Einer unabhängigen Kommission zufolge haben sich seit 1950 bis zu 3200 französische Katholiken des Missbrauchs schuldig gemacht. Insider gehen davon aus, dass sich die Zahl der Opfer sogar auf 10 000 belaufen könnte.

Korrespondenten: Stefan Brändle (brä)

Paris - Unter Anleitung des Spitzenfunktionärs Jean-Marc Sauvé haben 22 Pädagogen, Psychologen, Juristen unter Ausschluss von Klerikern mehr als zwei Jahre Archive durchforstet und Zeugen angehört. Sie redeten mit 250 Opfern, führten 3600 Telefongespräche und werteten 2800 Briefe aus, um dem Missbrauchsskandal in Frankreich aufzuarbeiten. Als sich unter den französischen Katholiken herumsprach, dass die Kommission wirklich unabhängig handelte, fassten sich viele Opfer ein Herz, erstmals überhaupt über das Geschehene zu berichten.

 

Die Bilanz der Untersuchung, die an diesem Dienstag vorgestellt wird, ist erschreckend: Seit 1950 sollen sich zwischen 2900 und 3200 Kirchenleuten sexueller, zumeist pädokrimineller Vergehen schuldig gemacht haben, wie Sauvé vorab bekannt gab. Zur Zahl der Opfer machte er keine genauen Angaben, Eingeweihte schätzen, dass es sogar 10 000 sein könnten. Das Ausmaß läge damit in etwa doppelt so hoch wie in Deutschland, wenn man die sogenannte MHG-Studie zum Missbrauch in Deutschland aus dem Jahr 2018 heranzieht (1670 Täter, 3677 Opfer).

Die Mitglieder waren erschüttert

Erschüttert waren die Mitglieder der von der französischen Bischofskonferenz einberufenen Kommission nicht nur über die Zahlen. „Wir waren mit einer Welt des Sadismus, des Irrsinns und der Perversion konfrontiert, die man nie für möglich gehalten hätte“, sagte Kinderschützerin Alice Casagrande. Die meisten Kommissionsmitglieder mussten selbst betreut werden, um die Schilderungen zu verkraften. Sauvé bezeichnet den 2000-seitigen Bericht als „ungeschminkt“.
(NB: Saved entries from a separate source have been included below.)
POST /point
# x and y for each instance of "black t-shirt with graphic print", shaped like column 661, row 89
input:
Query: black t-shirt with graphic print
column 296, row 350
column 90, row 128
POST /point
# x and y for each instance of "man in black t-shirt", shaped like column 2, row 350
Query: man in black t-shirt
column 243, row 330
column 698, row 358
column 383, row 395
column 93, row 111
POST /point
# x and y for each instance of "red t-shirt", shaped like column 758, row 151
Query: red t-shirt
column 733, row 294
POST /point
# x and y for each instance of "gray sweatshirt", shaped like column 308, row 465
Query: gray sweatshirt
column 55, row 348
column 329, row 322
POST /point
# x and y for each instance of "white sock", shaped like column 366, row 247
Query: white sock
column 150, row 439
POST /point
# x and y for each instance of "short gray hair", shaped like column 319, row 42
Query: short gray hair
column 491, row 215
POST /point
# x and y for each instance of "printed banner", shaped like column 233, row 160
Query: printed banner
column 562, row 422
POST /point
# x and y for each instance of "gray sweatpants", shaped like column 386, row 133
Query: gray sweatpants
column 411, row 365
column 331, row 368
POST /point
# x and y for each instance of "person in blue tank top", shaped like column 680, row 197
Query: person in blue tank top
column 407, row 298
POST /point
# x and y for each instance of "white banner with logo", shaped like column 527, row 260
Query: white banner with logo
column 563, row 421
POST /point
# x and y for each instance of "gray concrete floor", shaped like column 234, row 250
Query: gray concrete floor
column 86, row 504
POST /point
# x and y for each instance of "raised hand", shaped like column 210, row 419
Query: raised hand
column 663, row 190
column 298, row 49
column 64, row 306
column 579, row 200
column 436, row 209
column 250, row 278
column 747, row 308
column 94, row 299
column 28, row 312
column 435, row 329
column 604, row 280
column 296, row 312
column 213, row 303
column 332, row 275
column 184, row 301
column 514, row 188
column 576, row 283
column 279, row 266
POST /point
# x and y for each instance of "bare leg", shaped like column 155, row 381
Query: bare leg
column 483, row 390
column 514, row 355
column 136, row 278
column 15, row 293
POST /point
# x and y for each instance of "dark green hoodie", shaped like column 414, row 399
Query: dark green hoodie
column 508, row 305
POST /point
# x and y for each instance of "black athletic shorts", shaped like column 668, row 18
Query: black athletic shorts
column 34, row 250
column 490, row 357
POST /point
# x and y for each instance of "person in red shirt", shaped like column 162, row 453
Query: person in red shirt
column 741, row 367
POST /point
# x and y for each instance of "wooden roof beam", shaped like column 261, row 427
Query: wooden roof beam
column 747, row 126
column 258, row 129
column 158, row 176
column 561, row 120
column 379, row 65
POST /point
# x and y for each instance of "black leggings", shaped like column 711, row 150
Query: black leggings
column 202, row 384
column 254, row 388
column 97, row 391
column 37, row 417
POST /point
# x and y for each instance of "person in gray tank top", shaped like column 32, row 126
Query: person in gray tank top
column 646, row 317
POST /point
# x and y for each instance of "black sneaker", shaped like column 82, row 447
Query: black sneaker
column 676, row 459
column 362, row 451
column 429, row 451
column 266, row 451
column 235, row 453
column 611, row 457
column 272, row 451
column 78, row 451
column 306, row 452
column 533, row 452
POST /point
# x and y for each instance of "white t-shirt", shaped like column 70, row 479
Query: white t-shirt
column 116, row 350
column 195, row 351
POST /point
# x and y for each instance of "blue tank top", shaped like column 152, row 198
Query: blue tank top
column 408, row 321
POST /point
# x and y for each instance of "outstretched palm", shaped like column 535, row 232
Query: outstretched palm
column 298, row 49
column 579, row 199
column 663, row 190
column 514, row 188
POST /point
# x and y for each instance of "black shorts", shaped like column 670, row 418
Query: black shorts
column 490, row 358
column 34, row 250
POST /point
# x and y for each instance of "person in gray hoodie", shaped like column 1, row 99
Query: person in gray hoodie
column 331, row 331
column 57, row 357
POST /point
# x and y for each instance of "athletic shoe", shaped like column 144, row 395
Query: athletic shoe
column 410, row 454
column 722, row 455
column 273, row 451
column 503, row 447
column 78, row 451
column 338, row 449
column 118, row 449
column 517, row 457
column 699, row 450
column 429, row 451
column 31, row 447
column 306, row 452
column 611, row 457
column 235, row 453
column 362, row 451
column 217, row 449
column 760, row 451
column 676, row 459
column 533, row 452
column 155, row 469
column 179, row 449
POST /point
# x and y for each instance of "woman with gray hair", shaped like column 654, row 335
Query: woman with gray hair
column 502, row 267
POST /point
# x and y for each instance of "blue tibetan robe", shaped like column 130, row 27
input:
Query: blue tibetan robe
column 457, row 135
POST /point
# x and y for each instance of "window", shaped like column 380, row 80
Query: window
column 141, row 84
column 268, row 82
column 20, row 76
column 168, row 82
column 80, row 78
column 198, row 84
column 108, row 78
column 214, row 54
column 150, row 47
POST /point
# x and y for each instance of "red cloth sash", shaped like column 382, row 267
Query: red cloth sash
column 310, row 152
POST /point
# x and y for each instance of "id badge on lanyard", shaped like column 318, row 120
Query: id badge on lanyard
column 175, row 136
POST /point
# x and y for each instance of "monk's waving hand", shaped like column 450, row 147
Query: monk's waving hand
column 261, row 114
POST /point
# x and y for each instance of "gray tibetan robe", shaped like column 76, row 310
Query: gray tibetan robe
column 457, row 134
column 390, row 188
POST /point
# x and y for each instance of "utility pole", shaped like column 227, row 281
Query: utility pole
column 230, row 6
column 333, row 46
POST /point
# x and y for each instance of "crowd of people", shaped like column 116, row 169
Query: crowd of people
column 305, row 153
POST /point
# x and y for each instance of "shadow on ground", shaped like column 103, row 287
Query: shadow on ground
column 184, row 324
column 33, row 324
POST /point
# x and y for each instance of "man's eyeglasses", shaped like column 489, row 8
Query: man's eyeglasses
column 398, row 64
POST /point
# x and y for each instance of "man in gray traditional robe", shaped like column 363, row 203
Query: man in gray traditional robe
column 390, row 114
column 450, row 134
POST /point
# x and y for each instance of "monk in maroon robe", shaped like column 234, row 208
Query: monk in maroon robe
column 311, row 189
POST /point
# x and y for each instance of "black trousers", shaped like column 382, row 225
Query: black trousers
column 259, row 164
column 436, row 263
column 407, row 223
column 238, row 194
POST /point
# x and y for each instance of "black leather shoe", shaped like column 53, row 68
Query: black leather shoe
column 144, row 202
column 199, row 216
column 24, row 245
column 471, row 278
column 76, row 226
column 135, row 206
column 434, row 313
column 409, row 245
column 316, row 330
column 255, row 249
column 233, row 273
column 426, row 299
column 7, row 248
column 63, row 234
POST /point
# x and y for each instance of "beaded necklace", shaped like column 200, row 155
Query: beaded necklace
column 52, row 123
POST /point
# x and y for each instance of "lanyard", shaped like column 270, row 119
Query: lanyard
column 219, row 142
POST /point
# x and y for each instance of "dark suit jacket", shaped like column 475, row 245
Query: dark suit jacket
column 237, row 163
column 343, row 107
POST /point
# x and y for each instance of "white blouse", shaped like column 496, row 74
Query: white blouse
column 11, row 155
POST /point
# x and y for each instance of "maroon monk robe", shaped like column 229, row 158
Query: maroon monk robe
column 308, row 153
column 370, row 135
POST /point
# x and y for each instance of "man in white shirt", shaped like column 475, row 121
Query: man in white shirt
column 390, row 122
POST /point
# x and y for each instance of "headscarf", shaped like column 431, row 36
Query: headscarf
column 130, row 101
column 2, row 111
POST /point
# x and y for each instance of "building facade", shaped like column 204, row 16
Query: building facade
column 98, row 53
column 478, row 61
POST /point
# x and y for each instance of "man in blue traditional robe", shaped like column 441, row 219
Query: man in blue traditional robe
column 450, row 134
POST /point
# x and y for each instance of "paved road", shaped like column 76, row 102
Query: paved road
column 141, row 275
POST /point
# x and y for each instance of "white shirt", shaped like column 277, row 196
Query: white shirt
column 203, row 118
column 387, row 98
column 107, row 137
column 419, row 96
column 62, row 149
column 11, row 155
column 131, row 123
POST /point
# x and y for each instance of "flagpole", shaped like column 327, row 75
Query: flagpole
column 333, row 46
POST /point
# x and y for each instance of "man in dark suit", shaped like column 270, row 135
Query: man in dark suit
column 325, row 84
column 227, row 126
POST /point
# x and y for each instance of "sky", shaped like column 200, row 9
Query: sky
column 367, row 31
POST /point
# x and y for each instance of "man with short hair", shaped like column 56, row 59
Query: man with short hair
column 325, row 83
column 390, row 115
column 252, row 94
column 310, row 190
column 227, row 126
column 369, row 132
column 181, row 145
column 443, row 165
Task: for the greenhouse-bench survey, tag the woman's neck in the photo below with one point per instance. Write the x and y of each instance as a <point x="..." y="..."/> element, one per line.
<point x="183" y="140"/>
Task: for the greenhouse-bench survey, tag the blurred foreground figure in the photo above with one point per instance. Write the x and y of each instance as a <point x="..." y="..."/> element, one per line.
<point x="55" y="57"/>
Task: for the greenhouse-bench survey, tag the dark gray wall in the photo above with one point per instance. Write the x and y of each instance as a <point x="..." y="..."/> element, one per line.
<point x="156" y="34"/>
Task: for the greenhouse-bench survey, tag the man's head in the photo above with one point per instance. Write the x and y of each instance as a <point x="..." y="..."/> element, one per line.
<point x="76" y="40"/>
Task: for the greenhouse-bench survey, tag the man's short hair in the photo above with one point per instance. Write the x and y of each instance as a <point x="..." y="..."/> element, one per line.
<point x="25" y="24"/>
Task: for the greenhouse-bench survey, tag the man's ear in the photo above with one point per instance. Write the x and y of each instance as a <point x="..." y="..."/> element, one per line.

Nach ähnlichen Berichten aus Irland, Deutschland, Australien und den USA konnte die katholische Kirche die Augen allerdings nicht weiter verschließen. Auslöser war der Fall des Lyoner Erzbischofs Philippe Barbarin, der einen pädophilen, heute verurteilten Priester mutmaßlich gedeckt hatte.

Sauvé sagt, die katholischen Kirche habe ihre Lehren aus dem Skandal gezogen. In den 50er und 60er Jahren habe sie die Beschwerden ignoriert, später meist weggeschaut. Seit der Barbarin-Affäre habe sie jedoch eine Anlaufstelle und eine Internetseite für Opfer pädokrimineller Kirchenleute eingerichtet.

Ob der Untersuchungsbericht strafrechtliche Folgen für einzelne Täter hat, hängt von den Opfern ab. Viele Fälle sind verjährt. Davon zeugt ein neues Buch von Priester Patrick Goujon, der in seiner Kindheit von einem Abt missbraucht worden war. Offenbar wegen seines unbewussten Selbstschutzes erinnerte er sich mit 48 Jahren an alles. Doch da waren die Taten verjährt.

Pariser Medien warfen die Frage auf, ob man bei 3000 Tätern – also knapp drei Prozent der 115 000 französischen Priester – über einen Zeitraum von 70 Jahren noch von Einzelfällen sprechen könnte. Kommissionspräsident Sauvé erklärte, dass die Kirche als Ganzes in der Verantwortung stehe.

Fonds für Opfer wird eingerichtet

Mit päpstlicher Billigung will die französische Bischofskonferenz noch im Herbst ein kirchenrechtliches Strafgericht für pädokriminelle Delikte schaffen. Für die Opfer richtet sie einen Fonds von fünf Millionen Euro ein, der laut der Bischofssprecherin Karine Dalle je nach den genauen Opferzahlen des Berichtes auch noch höher ausfallen könne.

Der Vorsteher eines Opferverbandes, François Devaux, äußerte sich skeptisch, ob die Kirche wirklich bereit sei, ihre „unglaubliche Mechanik des Schweigens“ zu überwinden. Bis heute sei unklar, welchem Profil die Täter entsprächen und warum die Verjährungsfristen nicht verlängert würden.